A questionnaire on the treatment of NSCLC was emailed to all respiratory physicians, medical oncologists, and radiation oncologists in New Zealand. Respondents were asked to select the treatment they would offer in six lung cancer case scenarios.
Thirty-one (81%) respiratory physicians, 15 (71%) medical oncologists, and 8 (30%) radiation oncologists responded to the questionnaire.

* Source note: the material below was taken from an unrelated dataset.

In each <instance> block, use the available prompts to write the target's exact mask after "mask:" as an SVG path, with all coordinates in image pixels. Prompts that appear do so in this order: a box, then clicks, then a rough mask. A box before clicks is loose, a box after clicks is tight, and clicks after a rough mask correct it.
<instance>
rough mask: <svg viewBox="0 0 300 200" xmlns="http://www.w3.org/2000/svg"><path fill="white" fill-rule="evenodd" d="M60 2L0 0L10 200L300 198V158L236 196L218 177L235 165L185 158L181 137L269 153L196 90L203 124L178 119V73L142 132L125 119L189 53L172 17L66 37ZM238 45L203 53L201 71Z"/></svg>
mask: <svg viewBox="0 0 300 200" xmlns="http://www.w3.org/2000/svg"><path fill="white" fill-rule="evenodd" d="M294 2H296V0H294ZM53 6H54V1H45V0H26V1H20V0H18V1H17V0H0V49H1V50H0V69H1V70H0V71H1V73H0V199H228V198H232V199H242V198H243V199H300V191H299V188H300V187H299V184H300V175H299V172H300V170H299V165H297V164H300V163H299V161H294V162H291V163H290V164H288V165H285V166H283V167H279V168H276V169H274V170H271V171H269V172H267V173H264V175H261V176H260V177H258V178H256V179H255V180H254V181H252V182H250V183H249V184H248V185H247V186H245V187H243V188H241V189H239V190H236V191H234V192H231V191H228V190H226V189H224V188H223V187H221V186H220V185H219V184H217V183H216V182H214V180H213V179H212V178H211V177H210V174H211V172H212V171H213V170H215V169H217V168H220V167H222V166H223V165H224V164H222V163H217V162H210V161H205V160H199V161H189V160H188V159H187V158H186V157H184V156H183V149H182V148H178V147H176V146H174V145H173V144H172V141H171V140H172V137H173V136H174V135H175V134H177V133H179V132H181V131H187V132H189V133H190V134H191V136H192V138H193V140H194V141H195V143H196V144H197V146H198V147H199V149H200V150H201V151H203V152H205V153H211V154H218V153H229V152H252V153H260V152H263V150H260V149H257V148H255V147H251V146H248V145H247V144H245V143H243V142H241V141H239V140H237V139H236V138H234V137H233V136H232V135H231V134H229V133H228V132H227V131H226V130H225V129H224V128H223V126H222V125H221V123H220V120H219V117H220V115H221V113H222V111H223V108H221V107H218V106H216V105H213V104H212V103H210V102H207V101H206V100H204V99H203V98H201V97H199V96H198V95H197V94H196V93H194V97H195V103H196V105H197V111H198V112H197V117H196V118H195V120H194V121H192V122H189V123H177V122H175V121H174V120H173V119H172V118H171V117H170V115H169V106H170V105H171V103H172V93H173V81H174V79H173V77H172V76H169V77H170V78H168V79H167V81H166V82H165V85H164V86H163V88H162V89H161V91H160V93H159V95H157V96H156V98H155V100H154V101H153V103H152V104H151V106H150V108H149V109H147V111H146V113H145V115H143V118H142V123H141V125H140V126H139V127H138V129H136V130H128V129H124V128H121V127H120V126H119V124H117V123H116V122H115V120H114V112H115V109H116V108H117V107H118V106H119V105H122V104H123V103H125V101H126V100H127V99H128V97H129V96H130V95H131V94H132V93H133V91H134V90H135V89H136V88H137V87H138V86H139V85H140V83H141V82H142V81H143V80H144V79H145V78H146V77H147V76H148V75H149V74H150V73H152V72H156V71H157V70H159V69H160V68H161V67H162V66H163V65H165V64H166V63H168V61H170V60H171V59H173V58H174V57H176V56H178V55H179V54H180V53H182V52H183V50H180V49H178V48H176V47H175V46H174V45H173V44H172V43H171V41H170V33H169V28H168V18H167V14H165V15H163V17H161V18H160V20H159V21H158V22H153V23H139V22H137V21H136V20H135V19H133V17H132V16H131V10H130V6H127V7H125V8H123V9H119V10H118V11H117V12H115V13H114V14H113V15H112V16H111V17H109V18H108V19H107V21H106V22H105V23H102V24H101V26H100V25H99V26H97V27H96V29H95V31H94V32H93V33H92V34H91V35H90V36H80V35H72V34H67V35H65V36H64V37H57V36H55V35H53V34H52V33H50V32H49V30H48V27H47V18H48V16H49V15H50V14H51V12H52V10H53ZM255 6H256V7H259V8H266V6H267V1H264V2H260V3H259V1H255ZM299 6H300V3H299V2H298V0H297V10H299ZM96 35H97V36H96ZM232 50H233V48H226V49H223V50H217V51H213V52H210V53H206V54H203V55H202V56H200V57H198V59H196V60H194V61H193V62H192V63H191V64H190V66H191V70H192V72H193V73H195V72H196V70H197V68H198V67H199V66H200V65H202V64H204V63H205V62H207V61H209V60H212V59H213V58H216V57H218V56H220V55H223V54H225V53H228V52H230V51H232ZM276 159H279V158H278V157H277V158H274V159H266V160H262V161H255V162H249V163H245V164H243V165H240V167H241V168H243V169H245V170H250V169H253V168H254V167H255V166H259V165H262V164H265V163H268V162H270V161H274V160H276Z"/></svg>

Surgery was selected (by all groups) as the best option for early-stage disease NSCLC. Radiotherapy or combination chemo/radiotherapy (for locally advanced disease) was favoured by 37% of respiratory physicians for stage IIIa and 28% for stage IIIb—compared with medical oncologists (100% and 80%) and radiation oncologists (86% and 28%). Chemotherapy for ‘fit’ patients with advanced disease was favoured by only 11% of respiratory physicians, compared with 67% of medical oncologists and 33% of radiation oncologists. Best supportive care (BSC) was the favoured treatment for patients with advanced disease with poor performance patients.
This study demonstrates considerable heterogeneity in the choice of treatment for NSCLC between specialities, particularly for locally advanced and advanced disease. These findings suggest international guidelines are not being adhered to, and variations in treatment may potentially have outcome implications for patients.